Se o ser humano dorme (ou deveria dormir) oito horas por dia, então ele passa um terço de sua vida nos braços de Morfeu. Um sujeito de 60 anos de idade pode muito bem passar cerca de 20 anos dormindo. Aqui no Nordeste, pelo menos uma parcela desse sono se passa numa gostosa rede. Utensílio doméstico de origem indígena, ela está presente em grande parte das residências. E quanto mais ao norte o país for, mais rede se usa — não só em casas, mas em barcos também. Há até mosquiteiros de rede.
“Durante o Brasil Colônia, a rede era utilizada para dormir, enterrar os mortos no meio rural e como meio de transporte. Com a vinda dos portugueses, as mulheres dos colonos adaptaram a técnica indígena (feita com cipó e lianas)…” Elas começaram a fazer redes de algodão “e enfeitadas com franjas”. (Jornal A TARDE, 29/12/2012)
A rede naquela época era necessária, até mais do que uma cama. As casas não primavam pela limpeza. Ratos e insetos passeavam pelos quartos. Dormir suspenso sem tocar no chão era uma questão de saúde pública. Os escravos africanos não gostaram da novidade. Preferiram dormir no chão, por mais que suas amas insistissem.

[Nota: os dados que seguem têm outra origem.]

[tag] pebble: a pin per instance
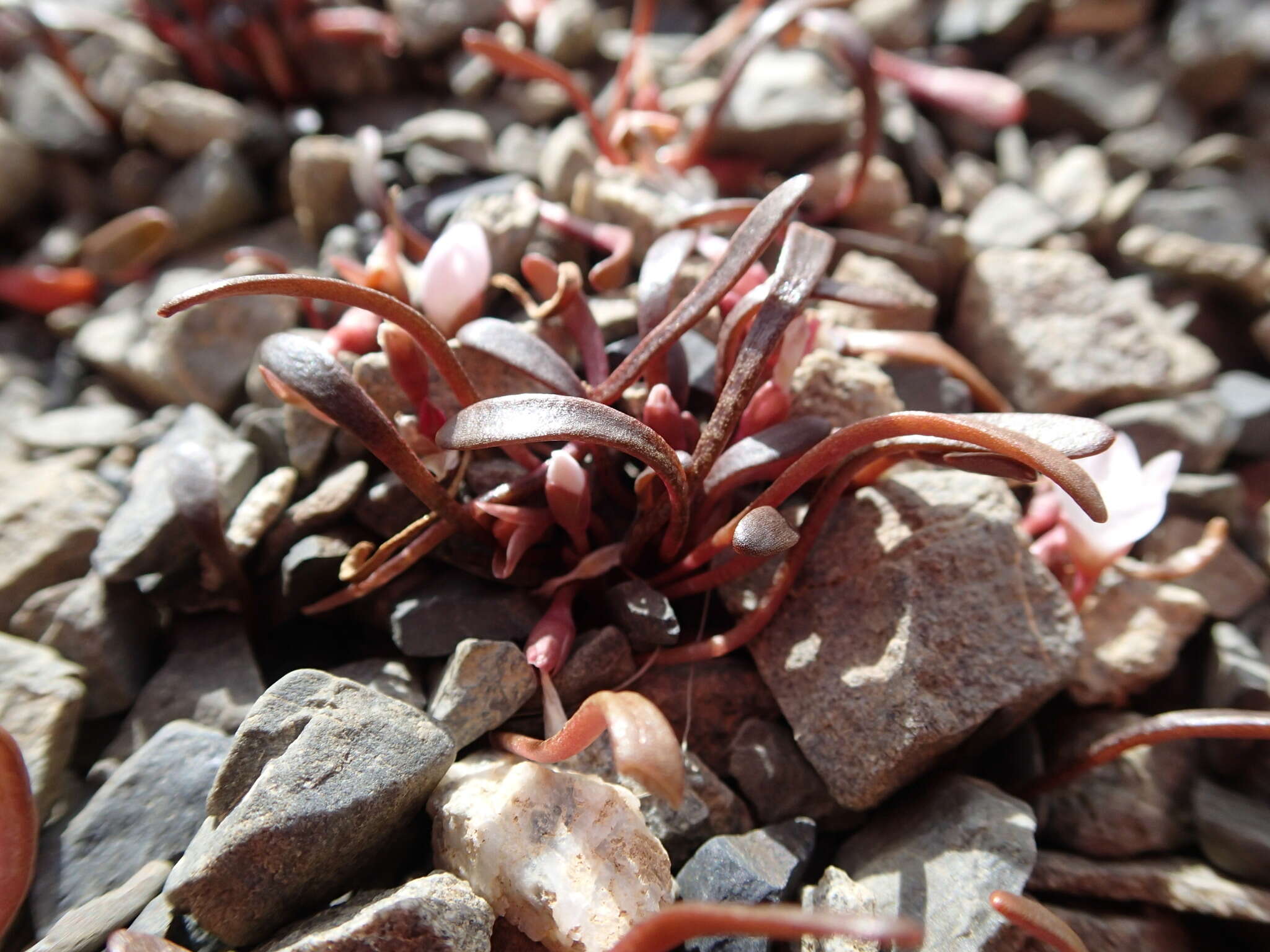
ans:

O nome indígena para rede é hamaka. Foneticamente, a língua inglesa foi a que mais chegou chegou perto do nome original: hammock. Ergonomicamente, porém, a estória é outra. Deitar-se na rede faz mal para a coluna? Será que aquele doce balançar é ruim mesmo para as nossas costas?
Para quem já sente dores na coluna, dormir na rede é sem dúvida desconfortável. Mas dormir em uma rede por si só efetivamente gera problemas na coluna? Não há consenso. Se esta máxima fosse verdadeira, haveria uma incidência muito maior de dores de coluna na população do Norte e Nordeste, se comparados ao resto do Brasil. E não é assim. Este que vos escreve já atendeu nas regiões Sul, Centro-Oeste e Nordeste e nunca notou qualquer tipo de correlacionamento. Até o presente momento ainda não atendeu também um só índio com lombalgia. E considera-se fã incondicional de redes. Daqueles de carteirinha!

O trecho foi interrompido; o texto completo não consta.